A key finding of Mansfield and Collard’s study was that when an analytical shift is made from meanings to practices (e. g. with respect to finances, expressions of commitment and family-making), despite newly married couples’ ideals about equal marriage, their accounts of their day-to-day lives and plans for the future showed ‘clearly that social and economic structures are still highly influential in shaping the worlds of women and men and therefore in shaping the private relationships between husbands and wives’ (1988: 16). Marriages, they noted, were created by the individuals involved in the relationship, but married lives were worked out within the context of the wider society and there was continual interaction between their participants’ images of what marriage should be like, could be like and would probably be like. In portraying their marriages, their interviewees played with different images and interwove morality, idealism and reality (1988: 19). By keeping in mind these insights, our study aimed to move beyond the concern with ‘egalitarian ideals’ that are often of primary interest in studies of same-sex relating, and to explore more thoroughly how such ideals interweave with and/or contradict everyday realities, especially with reference to finances, sexuality, couple and broader commitments.

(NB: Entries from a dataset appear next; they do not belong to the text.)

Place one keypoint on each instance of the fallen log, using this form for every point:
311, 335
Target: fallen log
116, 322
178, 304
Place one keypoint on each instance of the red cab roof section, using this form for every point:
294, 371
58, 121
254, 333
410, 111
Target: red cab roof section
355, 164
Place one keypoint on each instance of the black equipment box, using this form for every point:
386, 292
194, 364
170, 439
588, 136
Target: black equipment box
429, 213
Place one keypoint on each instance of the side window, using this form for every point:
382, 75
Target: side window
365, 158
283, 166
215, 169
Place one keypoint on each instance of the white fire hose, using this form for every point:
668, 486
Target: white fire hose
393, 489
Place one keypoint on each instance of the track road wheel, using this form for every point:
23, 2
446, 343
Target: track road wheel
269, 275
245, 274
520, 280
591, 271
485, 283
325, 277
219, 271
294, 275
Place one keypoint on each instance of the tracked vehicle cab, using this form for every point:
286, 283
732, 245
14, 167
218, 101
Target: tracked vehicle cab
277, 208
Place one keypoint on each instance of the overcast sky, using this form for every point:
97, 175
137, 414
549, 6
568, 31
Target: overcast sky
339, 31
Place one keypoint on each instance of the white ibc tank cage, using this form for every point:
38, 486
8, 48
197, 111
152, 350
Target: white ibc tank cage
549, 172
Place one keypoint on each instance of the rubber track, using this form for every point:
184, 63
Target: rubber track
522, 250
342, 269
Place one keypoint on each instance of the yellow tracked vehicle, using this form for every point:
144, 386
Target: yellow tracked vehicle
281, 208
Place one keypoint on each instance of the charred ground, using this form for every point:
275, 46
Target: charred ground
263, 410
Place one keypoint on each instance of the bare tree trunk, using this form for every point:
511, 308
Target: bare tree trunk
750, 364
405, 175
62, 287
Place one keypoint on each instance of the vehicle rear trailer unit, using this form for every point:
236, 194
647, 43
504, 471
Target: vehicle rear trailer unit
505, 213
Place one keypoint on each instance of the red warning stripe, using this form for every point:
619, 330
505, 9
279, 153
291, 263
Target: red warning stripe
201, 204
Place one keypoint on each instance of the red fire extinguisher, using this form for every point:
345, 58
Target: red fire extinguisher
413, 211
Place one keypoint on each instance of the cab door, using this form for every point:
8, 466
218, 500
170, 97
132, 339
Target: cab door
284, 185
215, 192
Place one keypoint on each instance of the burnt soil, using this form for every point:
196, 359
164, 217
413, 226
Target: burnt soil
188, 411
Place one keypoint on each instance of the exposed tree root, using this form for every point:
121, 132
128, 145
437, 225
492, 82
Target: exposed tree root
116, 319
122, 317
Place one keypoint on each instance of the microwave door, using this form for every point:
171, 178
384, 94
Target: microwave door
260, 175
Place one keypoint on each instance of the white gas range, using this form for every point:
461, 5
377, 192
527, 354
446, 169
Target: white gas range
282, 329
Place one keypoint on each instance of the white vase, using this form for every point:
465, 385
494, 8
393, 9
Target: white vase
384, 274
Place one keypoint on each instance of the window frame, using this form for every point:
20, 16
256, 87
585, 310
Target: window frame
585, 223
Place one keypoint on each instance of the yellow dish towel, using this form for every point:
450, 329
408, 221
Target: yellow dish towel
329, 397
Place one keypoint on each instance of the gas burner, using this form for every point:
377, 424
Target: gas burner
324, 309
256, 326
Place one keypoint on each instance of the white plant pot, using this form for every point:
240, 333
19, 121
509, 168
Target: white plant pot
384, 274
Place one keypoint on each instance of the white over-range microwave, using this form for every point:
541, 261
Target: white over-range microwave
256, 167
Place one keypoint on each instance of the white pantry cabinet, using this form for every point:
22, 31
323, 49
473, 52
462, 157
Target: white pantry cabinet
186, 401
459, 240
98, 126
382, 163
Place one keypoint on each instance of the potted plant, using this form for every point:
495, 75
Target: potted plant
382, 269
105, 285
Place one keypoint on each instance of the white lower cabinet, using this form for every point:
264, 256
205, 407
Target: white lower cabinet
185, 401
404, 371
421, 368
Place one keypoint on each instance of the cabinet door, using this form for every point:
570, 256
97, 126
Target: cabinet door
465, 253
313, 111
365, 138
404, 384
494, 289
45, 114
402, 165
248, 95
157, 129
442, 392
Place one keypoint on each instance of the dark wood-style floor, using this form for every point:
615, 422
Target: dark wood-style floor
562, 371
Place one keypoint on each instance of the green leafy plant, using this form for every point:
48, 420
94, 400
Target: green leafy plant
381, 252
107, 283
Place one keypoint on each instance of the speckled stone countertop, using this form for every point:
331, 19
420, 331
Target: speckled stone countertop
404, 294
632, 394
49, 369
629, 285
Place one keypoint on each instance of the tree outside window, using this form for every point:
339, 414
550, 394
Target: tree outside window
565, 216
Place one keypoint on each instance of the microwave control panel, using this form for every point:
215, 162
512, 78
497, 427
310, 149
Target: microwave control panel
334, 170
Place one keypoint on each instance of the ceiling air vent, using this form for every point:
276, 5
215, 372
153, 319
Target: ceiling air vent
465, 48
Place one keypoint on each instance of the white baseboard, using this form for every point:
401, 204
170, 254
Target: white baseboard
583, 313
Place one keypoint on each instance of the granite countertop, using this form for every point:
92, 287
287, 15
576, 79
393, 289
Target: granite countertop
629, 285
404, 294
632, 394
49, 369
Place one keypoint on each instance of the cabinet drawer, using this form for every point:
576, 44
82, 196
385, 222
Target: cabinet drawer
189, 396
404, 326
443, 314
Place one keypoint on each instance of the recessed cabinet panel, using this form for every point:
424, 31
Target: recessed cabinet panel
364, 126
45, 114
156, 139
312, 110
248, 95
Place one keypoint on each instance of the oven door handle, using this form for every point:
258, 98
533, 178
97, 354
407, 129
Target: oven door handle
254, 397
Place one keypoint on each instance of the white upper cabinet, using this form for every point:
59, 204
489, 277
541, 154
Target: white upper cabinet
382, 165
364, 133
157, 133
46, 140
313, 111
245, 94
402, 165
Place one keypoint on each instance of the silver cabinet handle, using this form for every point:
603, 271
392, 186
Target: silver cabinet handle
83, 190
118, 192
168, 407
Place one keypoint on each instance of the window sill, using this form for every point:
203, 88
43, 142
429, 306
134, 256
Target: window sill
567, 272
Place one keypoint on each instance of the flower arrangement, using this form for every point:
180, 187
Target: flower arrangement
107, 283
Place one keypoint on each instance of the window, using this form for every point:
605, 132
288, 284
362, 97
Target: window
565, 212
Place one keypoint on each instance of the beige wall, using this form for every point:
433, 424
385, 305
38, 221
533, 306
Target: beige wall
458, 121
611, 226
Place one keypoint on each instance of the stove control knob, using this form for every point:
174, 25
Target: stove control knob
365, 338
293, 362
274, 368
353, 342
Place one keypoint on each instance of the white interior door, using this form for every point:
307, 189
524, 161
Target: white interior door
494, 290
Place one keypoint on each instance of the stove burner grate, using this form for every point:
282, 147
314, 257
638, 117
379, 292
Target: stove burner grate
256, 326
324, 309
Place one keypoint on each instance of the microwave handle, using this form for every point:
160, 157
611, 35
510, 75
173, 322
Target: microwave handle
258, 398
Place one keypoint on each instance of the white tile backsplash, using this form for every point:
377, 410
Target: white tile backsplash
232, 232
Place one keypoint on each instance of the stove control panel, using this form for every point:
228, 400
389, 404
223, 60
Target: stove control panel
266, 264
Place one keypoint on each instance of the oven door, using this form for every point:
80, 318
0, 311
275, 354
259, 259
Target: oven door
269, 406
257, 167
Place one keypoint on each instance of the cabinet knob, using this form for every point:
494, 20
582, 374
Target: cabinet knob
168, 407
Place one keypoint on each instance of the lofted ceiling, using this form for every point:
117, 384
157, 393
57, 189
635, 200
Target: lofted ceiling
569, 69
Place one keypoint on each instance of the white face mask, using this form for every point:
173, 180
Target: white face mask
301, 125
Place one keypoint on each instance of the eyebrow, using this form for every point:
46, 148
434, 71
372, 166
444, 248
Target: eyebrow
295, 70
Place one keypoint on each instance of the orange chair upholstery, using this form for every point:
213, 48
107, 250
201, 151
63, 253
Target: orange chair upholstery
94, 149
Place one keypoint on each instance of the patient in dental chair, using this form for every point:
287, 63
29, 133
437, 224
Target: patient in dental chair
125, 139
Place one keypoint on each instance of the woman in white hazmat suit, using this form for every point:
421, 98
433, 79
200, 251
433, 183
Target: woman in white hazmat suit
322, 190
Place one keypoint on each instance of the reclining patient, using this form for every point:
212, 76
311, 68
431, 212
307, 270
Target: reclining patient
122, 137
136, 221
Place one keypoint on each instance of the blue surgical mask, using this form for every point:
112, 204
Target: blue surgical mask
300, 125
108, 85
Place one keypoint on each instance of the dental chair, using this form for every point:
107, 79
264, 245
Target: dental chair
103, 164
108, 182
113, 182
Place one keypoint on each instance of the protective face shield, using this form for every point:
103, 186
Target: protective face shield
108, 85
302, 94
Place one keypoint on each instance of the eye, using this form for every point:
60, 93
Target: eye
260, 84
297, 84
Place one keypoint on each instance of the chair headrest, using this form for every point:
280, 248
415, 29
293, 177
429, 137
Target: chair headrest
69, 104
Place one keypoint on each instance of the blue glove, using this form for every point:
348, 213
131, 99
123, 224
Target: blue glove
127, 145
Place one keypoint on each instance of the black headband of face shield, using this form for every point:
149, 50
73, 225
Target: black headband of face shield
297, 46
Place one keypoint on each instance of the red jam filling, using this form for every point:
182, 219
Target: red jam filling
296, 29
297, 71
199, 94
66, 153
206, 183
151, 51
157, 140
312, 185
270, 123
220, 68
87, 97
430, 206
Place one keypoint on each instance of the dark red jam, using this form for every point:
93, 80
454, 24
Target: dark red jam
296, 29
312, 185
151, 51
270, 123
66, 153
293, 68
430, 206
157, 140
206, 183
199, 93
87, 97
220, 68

While Mansfield and Collard argued that the very ordinariness of married life could become a pitfall for those who wish to explore it (1988: 36), we thought that, in contrast, the often assumed ‘exceptionality’ of same-sex relationships could be a similar pitfall. Thus, we attempted to put some critical distance between our own approach to analysis and existing ones (see Chapter 1). By this we mean that we were careful not to simply follow any particular sociological script about same-sex relationships or marriage. Rather, following Plummer (1995), we treated the interview accounts in a pragmatic way as ‘narrative’ truth, asking what work these accounts did in terms of relational selves, relationships themselves and the broader social order. By bringing our findings and analysis into conversation with the findings of previous research, we were then able to identify continuities and differences between contemporary young same-sex ‘married’ couples, previous heterosexual married and non-formalised same-sex relationships. In doing this, we were able to address issues to do with socio-cultural change, but also to identify aspects and areas where existing frames for comprehending same-sex and heterosexual relationships (and the links between them) were less than insightful.